Open problems solved by AI
What are the current math capabilities of AI? A huge question; I want to contribute with the following experiment. I will take a clearly defined open problem in mathematics
It can; kind of. I tried this for about 50 problems with GPT-5 and obtained a few results I consider nontrivial. I will share two examples in combinatorics; aside from the problem statement, the following solutions are 100% AI, including writeup.
It should be said that the following two questions can barely be called “open problems”. The questions are not well-known and not even conjectured in a peer-reviewed article. I learned of one problem from a somewhat obscure booklet of open problems and the other from a research pitch by a fellow mathematician. Yet these are questions that someone working in the relevant area wondered about and did not immediately have a solution for.
Context
I’m not aware of others showcasing examples of this kind. There are benchmarks like FrontierMath and Humanity’s last exam. These are extremely useful, but different in that the problems under question have a known solution, so it’s a bit harder to gauge what, e.g., “50% of problems solved” means.
Many mathematicians also use AI in their work, but it is typically hard to disentangle what part of the work is done by human and what part by the AI.
Tightness of a recent paper on 2D tiling
There was a cool recent paper about tiling the plane $\mathbb{R}^2$ with polygonal tiles. One of the results in that paper is that every tiling of the plane with rational polygonal tiles is weakly periodic: it can be partitioned into finitely many pieces, each of them singly-periodic.
Can this theorem be improved? Can we prove that every polygonal tiling is simply periodic? It turns out that the answer is no. AI can find a specific example of a polygonal tiling that is weakly periodic but not periodic.
Here’s the example (fully AI written).
A counterexample to a problem about functions
Here’s a fact about functions that has applications in graph theory.
Consider two functions $f$ and $g$ from a set $E$ into a set $F$ such that $f(x) \neq g(x)$ for every $x \in E$. Suppose that there exists a positive integer $n$ such that for any element $z \in F$, either $\lvert f^{-1}(z) \rvert \le n$ or $\lvert g^{-1}(z) \rvert \le n$. Then $E$ can be partitioned into $2n + 1$ subsets $E_1, E_2, \dots, E_{2n+1}$ such that $f(E_i) \cap g(E_i) = \emptyset$ for each $1 \le i \le 2n + 1$.
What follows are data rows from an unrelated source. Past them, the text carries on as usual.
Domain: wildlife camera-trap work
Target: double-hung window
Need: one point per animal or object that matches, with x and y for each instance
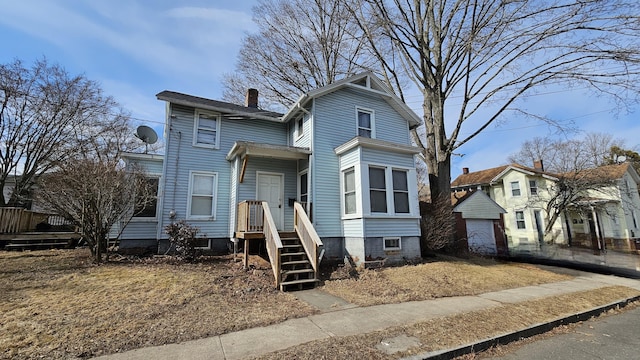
(365, 123)
(515, 188)
(377, 190)
(299, 127)
(147, 200)
(202, 195)
(533, 187)
(349, 178)
(400, 191)
(520, 224)
(207, 129)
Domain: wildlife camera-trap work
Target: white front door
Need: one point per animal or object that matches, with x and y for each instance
(270, 188)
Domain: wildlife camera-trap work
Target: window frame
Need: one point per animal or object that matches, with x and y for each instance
(135, 218)
(391, 248)
(520, 220)
(354, 192)
(214, 195)
(196, 129)
(385, 190)
(406, 173)
(513, 189)
(299, 124)
(372, 122)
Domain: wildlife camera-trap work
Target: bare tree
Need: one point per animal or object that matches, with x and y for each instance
(46, 117)
(477, 58)
(301, 45)
(96, 194)
(564, 156)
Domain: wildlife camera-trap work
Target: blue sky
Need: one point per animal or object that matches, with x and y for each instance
(137, 48)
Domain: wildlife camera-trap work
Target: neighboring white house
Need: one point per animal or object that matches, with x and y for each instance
(608, 217)
(523, 192)
(343, 151)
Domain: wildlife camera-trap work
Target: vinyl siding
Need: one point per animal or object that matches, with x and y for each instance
(183, 157)
(334, 121)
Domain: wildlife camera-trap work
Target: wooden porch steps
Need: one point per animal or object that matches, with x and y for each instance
(296, 270)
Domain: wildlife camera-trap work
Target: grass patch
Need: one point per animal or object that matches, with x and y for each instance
(445, 277)
(451, 331)
(58, 304)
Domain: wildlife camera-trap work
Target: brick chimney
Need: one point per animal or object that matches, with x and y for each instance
(251, 100)
(538, 165)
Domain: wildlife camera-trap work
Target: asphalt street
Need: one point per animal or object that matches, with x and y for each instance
(611, 338)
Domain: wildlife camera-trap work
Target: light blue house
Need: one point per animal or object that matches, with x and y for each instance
(339, 164)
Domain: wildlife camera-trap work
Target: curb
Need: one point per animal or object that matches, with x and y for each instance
(507, 338)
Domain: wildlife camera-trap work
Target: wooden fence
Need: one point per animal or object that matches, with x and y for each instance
(18, 220)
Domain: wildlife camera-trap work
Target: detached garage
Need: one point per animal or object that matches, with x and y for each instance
(479, 222)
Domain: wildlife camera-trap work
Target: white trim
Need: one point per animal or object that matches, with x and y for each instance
(384, 243)
(372, 121)
(282, 199)
(196, 127)
(214, 201)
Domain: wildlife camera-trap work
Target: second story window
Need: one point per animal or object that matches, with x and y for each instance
(515, 188)
(520, 224)
(365, 123)
(299, 127)
(207, 130)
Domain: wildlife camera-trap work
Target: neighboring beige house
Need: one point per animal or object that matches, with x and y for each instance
(523, 192)
(610, 216)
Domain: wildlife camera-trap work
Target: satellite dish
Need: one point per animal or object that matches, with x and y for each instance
(147, 135)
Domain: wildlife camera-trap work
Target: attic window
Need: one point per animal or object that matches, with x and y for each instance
(365, 123)
(206, 130)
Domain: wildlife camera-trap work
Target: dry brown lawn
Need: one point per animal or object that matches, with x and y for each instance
(451, 331)
(57, 304)
(441, 278)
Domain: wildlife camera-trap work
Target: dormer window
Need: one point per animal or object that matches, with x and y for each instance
(365, 123)
(206, 130)
(515, 188)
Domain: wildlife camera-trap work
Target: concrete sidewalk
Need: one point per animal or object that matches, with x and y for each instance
(339, 318)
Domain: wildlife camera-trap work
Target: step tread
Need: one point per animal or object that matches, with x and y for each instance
(296, 262)
(294, 254)
(301, 281)
(298, 271)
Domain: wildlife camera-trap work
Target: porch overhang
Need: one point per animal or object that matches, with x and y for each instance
(247, 149)
(282, 152)
(376, 144)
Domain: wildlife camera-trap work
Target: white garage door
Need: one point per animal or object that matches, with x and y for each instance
(480, 237)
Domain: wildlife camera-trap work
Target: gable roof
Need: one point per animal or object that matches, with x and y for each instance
(365, 81)
(229, 110)
(492, 175)
(476, 205)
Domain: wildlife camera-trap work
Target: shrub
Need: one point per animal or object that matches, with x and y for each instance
(182, 237)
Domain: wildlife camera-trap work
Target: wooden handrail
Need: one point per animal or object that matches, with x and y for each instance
(274, 244)
(308, 237)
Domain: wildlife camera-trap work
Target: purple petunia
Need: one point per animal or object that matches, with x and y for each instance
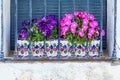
(34, 20)
(26, 23)
(23, 34)
(47, 24)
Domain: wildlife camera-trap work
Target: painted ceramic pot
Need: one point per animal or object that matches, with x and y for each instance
(37, 48)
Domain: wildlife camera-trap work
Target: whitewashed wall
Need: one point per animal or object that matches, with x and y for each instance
(110, 26)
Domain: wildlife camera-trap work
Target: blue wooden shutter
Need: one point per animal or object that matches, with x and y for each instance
(52, 8)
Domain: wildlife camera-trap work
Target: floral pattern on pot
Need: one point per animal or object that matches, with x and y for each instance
(52, 48)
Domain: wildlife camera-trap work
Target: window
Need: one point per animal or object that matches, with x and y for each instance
(52, 8)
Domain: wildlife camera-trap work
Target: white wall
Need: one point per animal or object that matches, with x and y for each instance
(110, 26)
(6, 21)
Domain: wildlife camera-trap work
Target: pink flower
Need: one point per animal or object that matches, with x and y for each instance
(97, 32)
(103, 33)
(73, 30)
(69, 16)
(91, 17)
(74, 25)
(64, 28)
(91, 30)
(81, 33)
(62, 33)
(94, 24)
(84, 27)
(85, 21)
(76, 13)
(66, 21)
(62, 23)
(89, 36)
(83, 14)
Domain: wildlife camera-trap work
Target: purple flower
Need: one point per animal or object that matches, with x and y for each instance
(34, 20)
(50, 26)
(49, 33)
(47, 24)
(26, 23)
(23, 33)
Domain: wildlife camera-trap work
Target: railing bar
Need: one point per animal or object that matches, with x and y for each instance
(73, 53)
(59, 13)
(30, 16)
(115, 15)
(101, 26)
(45, 8)
(1, 48)
(87, 52)
(16, 31)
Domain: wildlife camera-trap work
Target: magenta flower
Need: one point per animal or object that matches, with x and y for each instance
(94, 24)
(103, 33)
(69, 16)
(23, 33)
(74, 25)
(66, 21)
(76, 13)
(62, 23)
(81, 33)
(91, 30)
(73, 30)
(91, 17)
(85, 21)
(89, 36)
(64, 28)
(83, 15)
(84, 27)
(97, 32)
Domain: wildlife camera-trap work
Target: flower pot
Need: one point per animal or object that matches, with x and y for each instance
(23, 48)
(37, 48)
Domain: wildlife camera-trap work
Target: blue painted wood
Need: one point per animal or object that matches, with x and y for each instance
(59, 13)
(1, 50)
(66, 6)
(87, 52)
(115, 15)
(45, 8)
(73, 53)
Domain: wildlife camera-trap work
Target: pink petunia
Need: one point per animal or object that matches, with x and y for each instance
(73, 30)
(84, 27)
(103, 33)
(69, 16)
(91, 30)
(76, 13)
(85, 21)
(74, 25)
(81, 33)
(89, 36)
(91, 17)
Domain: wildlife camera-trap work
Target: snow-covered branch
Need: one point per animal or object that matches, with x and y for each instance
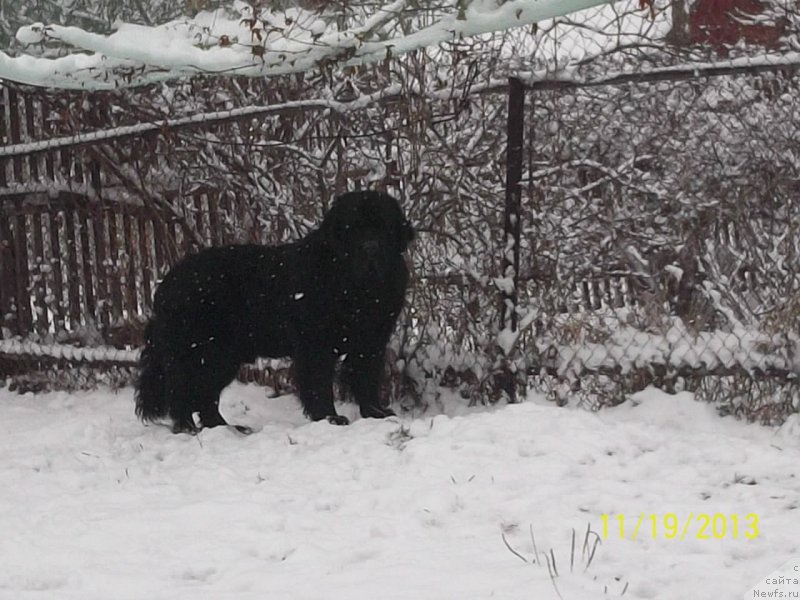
(242, 41)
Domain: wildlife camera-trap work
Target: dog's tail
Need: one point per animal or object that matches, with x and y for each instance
(151, 397)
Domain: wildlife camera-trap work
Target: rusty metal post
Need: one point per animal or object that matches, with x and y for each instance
(512, 225)
(512, 220)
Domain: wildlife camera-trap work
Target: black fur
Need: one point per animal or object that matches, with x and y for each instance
(334, 296)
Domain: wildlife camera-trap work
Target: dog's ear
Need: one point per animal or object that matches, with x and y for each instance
(336, 223)
(407, 234)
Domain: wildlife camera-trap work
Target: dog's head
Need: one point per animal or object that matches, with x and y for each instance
(368, 231)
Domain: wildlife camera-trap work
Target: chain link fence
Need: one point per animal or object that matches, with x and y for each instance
(648, 236)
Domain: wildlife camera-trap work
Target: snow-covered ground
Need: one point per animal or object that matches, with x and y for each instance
(95, 505)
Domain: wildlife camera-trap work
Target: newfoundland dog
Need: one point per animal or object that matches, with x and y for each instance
(331, 297)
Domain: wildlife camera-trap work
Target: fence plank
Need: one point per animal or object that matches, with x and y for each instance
(24, 315)
(88, 265)
(14, 130)
(114, 264)
(73, 280)
(4, 163)
(129, 292)
(100, 266)
(30, 125)
(146, 271)
(8, 283)
(57, 217)
(40, 281)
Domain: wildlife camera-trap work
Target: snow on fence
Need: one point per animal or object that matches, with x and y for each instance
(649, 222)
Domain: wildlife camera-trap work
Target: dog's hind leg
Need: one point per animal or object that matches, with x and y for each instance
(315, 388)
(180, 396)
(218, 373)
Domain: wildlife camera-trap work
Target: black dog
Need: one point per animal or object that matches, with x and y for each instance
(333, 296)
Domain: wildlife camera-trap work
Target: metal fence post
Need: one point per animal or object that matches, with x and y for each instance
(509, 294)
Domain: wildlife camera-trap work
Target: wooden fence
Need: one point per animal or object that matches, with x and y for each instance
(70, 263)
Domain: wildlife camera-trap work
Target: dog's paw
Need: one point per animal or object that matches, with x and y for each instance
(377, 412)
(243, 429)
(338, 420)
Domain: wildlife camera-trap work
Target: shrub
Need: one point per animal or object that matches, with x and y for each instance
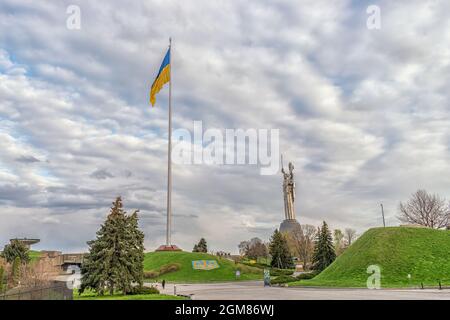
(144, 290)
(281, 272)
(247, 269)
(151, 274)
(167, 268)
(1, 278)
(306, 276)
(283, 279)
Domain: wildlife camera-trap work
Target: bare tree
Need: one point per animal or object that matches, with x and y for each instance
(301, 241)
(349, 236)
(425, 209)
(339, 243)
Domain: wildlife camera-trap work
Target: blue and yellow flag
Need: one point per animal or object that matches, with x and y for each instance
(162, 78)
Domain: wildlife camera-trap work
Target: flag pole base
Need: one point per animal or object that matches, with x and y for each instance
(168, 248)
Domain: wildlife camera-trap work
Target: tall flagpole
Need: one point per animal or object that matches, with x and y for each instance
(169, 157)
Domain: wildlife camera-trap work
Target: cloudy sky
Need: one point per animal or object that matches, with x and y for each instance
(362, 113)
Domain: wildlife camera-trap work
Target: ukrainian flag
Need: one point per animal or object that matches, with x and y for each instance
(161, 79)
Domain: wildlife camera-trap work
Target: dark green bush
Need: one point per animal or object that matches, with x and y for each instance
(151, 274)
(167, 268)
(306, 276)
(283, 279)
(281, 272)
(144, 290)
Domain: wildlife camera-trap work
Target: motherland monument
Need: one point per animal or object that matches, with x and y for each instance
(290, 223)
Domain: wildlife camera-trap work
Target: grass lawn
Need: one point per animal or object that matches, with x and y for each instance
(398, 251)
(93, 296)
(185, 274)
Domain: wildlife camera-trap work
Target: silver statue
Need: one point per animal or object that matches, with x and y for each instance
(288, 191)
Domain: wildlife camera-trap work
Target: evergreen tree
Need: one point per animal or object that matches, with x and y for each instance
(2, 271)
(16, 271)
(201, 246)
(15, 249)
(324, 253)
(279, 250)
(116, 256)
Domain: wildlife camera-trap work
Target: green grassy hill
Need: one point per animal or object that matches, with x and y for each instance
(154, 261)
(398, 251)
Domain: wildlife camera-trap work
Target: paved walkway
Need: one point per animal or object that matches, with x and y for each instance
(254, 290)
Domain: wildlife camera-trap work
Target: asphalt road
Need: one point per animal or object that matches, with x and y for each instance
(255, 290)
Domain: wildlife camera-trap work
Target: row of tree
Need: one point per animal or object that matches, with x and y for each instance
(314, 247)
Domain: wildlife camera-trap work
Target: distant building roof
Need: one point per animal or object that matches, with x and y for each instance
(27, 241)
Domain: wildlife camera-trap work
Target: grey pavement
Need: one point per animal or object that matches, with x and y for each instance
(254, 290)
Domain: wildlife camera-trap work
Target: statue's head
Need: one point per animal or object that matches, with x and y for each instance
(291, 166)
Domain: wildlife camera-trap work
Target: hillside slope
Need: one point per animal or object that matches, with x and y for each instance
(225, 272)
(398, 251)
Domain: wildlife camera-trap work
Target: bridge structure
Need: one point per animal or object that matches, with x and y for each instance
(64, 260)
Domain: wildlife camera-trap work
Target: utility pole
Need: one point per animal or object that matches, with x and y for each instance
(382, 214)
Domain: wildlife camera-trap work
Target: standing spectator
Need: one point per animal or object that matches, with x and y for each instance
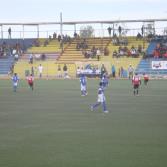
(109, 31)
(59, 75)
(130, 71)
(113, 71)
(65, 69)
(15, 80)
(98, 53)
(83, 83)
(120, 30)
(9, 33)
(40, 70)
(31, 58)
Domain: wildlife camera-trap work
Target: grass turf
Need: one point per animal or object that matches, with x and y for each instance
(54, 127)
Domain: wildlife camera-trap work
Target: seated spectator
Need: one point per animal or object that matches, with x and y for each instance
(115, 54)
(156, 53)
(139, 36)
(106, 51)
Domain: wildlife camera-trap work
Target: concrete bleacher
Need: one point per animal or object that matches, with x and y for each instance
(24, 43)
(49, 68)
(53, 46)
(71, 54)
(145, 66)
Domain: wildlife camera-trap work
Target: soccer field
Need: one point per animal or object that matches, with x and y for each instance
(53, 126)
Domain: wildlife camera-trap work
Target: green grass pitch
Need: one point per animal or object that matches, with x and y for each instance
(54, 127)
Can we generalize this theorem to more functions? It is unclear how many sets would be needed in the partition if we generalize from $2$ functions to $k$ functions.
A particularly bold question was asked at KAMAK, the yearly retreat of combinatorics researchers from Charles University (first problem in this booklet). Maybe $2n+1$ sets is still enough?
This turns out to be too optimistic. Given this problem, AI came up with a straightforward construction showing that if you generalize the problem to $k$ functions, you need to partition into at least $kn$ subsets.
Here’s the short proof (fully AI-written).
Beginnings
Neither of the solved problems is that interesting; if I solved a problem like this, I would not bother publishing, I would just write to the authors of the original paper and hope that something more interesting comes out of it.
But look: beginnings always look like this. Take the first program that beat a chess grandmaster. A legitimate reaction to this event was that the grandmaster was “badly off form.” Yet, Kasparov has been beaten less than 10 years later. Similarly, I expect that in the coming months we will see examples that look more and more legitimate and be surpassed within 10 years (and maybe much sooner).